Lance Greiwe and the Columbus East Olympians play in a Semi-State game in Indiana on Friday, November 18.
My football “Mom” story began with a love of football. I grew up in a football family. My father, Bill Tobin, has made football his career. I grew up in Chicago, and experienced firsthand the benefits from the game. I’ve been to the Super Bowl, babysat for Walter Payton’s son, known all the famous 1985 Bears, and have spent my life enjoying the game. Now I root for the Cincinnati Bengals, as my brother Duke Tobin runs the Personnel Department. Football teaches life lessons, builds character, leadership, and forever friendships. There is so much negative press about the game and some who play it, but football at its grass roots is a first class sport.
So I am a football daughter, sister, but most importantly “Mom”.
Nov. 12, 2014 is a day I’ll never forget. At 6:30 A.M. I went downstairs. My two oldest sons’ bedrooms are in the basement. I found my oldest, Brock, an 18-year-old senior, having a massive seizure on the bathroom floor. Seeing my 240 pound son this way is forever ingrained in my mind. He was rushed to the local hospital and less than 12 hours later diagnosed with a brain tumor.
So, where does football fit in? I have five children. Three boys, all play football. Brock was two days away from a state tournament regional game on the team’s quest for a 2nd state title. Brock had led the team as a defensive end his junior year as his high school, the Columbus East (IN) Olympians, won the 4A 2013 Indiana State title. They were destined to repeat in 2014.
That all changed Nov. 12th.
Almost immediately, his teammates rallied around him as he faced this incredible battle, which hit us all like a ton of bricks. We have been blessed to be part of an amazing football program. Everything about it is first rate. The coaches, players, parents (Quarterback Club), fans and community were there for Brock and our family. His head Coach, Bob Gaddis, was there for him in the hospital that day, along with his teammates. Brock’s number was #48 – so the slogan became 48 minutes for #48.
Throughout my son’s high school career, I was part of a first rate program that became family. My middle son, Quade, was a junior at the time of Brock’s diagnosis. Whether the boys had their teammates over for meals to watch film, or I was feeding them at our Thursday night team meals at the school, I felt an incredible attachment to the team. As any football mom knows, the laundry is never-ending but the rewards are immeasurable. The players always come first in the eyes of our high school football program. The coaches expect and demand accountability from the players both on and off the field, at school, and in the community. Football taught my boys integrity, hard work, passion, respect, leadership, and teamwork. When my family needed it most, football supported us and showed us an amazing love.
Fast forward – a lot of story left out – Brock had surgery to remove the brain tumor less than a month after his diagnosis. We were blessed to learn that it was benign. Many football team members shaved their heads in support of Brock. He was even given a teammate’s game ball (Markell Jones, current running back at Purdue) after the regional win. A benefit was organized for him through a cheerleader and her family.

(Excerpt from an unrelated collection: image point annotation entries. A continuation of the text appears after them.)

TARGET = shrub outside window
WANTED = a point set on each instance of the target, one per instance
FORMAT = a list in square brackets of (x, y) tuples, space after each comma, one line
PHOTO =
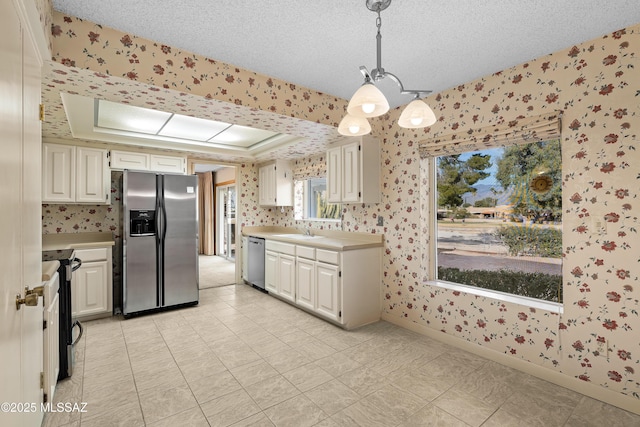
[(499, 219)]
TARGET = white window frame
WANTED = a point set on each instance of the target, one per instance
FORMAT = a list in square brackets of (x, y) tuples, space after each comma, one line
[(305, 203), (432, 268)]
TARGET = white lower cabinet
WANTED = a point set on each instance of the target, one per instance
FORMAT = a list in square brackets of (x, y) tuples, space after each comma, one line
[(330, 284), (245, 258), (279, 269), (91, 296), (287, 275), (327, 290), (305, 283)]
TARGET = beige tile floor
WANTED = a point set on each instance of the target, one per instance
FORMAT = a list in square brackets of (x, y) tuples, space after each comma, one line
[(243, 358)]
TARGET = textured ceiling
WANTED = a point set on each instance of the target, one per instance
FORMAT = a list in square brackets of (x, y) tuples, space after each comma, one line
[(320, 44)]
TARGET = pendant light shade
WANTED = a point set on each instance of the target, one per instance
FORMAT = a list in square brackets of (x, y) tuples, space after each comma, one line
[(368, 101), (354, 126), (416, 115)]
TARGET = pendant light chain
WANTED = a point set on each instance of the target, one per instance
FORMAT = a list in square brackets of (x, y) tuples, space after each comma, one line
[(368, 101)]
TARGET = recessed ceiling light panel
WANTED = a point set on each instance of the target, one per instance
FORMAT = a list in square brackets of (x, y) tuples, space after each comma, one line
[(112, 115), (186, 127), (242, 136)]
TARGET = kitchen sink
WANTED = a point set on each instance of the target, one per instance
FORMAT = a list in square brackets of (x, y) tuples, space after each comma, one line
[(299, 236)]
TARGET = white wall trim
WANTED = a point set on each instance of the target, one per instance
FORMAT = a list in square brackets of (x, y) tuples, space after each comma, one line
[(588, 389), (30, 19)]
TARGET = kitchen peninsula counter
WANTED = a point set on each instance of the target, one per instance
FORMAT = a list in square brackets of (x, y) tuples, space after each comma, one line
[(76, 240), (323, 239)]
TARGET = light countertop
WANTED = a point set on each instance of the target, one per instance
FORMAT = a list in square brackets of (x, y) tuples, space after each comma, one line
[(48, 269), (76, 240), (325, 239)]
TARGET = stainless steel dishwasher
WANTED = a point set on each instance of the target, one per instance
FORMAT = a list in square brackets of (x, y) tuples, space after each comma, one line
[(256, 262)]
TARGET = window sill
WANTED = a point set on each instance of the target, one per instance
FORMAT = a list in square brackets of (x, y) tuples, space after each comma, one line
[(552, 307), (337, 221)]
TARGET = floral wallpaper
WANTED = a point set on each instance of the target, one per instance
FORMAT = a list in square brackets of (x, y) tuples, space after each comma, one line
[(593, 84), (595, 87)]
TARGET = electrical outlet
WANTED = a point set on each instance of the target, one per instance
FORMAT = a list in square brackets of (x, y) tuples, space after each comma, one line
[(602, 347), (600, 226)]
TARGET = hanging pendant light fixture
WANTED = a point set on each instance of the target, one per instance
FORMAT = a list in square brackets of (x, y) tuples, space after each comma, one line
[(369, 101)]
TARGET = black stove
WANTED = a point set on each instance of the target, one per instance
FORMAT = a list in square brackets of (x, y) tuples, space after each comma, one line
[(68, 264)]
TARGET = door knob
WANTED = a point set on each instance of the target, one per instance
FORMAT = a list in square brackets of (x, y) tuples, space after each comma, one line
[(38, 290), (30, 299)]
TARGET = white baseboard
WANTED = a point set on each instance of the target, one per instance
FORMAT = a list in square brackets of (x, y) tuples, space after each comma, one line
[(596, 392)]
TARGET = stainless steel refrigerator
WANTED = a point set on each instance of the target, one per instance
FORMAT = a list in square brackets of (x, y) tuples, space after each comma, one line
[(160, 241)]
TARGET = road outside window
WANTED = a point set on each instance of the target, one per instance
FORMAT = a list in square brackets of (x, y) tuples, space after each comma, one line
[(499, 220)]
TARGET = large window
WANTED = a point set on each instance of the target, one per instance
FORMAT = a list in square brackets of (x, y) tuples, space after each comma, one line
[(498, 223), (311, 201)]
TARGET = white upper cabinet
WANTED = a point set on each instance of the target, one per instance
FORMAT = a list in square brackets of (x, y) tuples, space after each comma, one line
[(169, 164), (58, 173), (353, 171), (75, 175), (275, 184), (93, 179), (121, 160)]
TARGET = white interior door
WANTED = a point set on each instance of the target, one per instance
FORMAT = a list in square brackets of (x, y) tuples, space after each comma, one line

Football touches lives. It is not all about winning and losing, it is so much more.
Before the tumor, Brock had planned to play college football. Indiana State University Head Coach Mike Sanford and Defensive Coordinator Brian Cabral offered Brock the opportunity to be a part of their football team even after his surgery. His freshman year he traveled with the team and helped along the sideline. When he was cleared a year later to play football he started working out with the team. They had become his family. However, as spring ball approached the decision was made that because of two titanium plates in his head and the uncertainty of what might happen when hit, it was in his best interest to not play again.
I mentioned earlier Brock’s younger brother, Quade. He has his own story. He was having a dream season his senior year and was leading the team defensively when he too had an abrupt, heart breaking injury late in the season – tearing his ACL.
My two oldest sons did not end their football careers as they would have liked, but what they learned from the sport, their coaches, and teammates has shaped their futures and made them the outstanding people they are today.
As a mom, it has been gut wrenching at times to watch my sons be forced to give up something they love. However, I could not be prouder of both. This may sound strange, but I feel in my heart the lessons football taught my boys growing up prepared them to be positive, strong, to work through challenges, be there for others, and to overcome great disappointments.
Their futures are very bright because of all they learned from the game and their football playing days. Quade is a freshman at Purdue, and Brock a sophomore at Indiana State. My third son Lance, is a freshman on the Columbus East football team. I am still part of a wonderful high school football program as a football mom. Lance hopes to follow his brothers and I have no doubt that his teammates will be there for him should he ever need it. The Columbus East football family is AMAZING!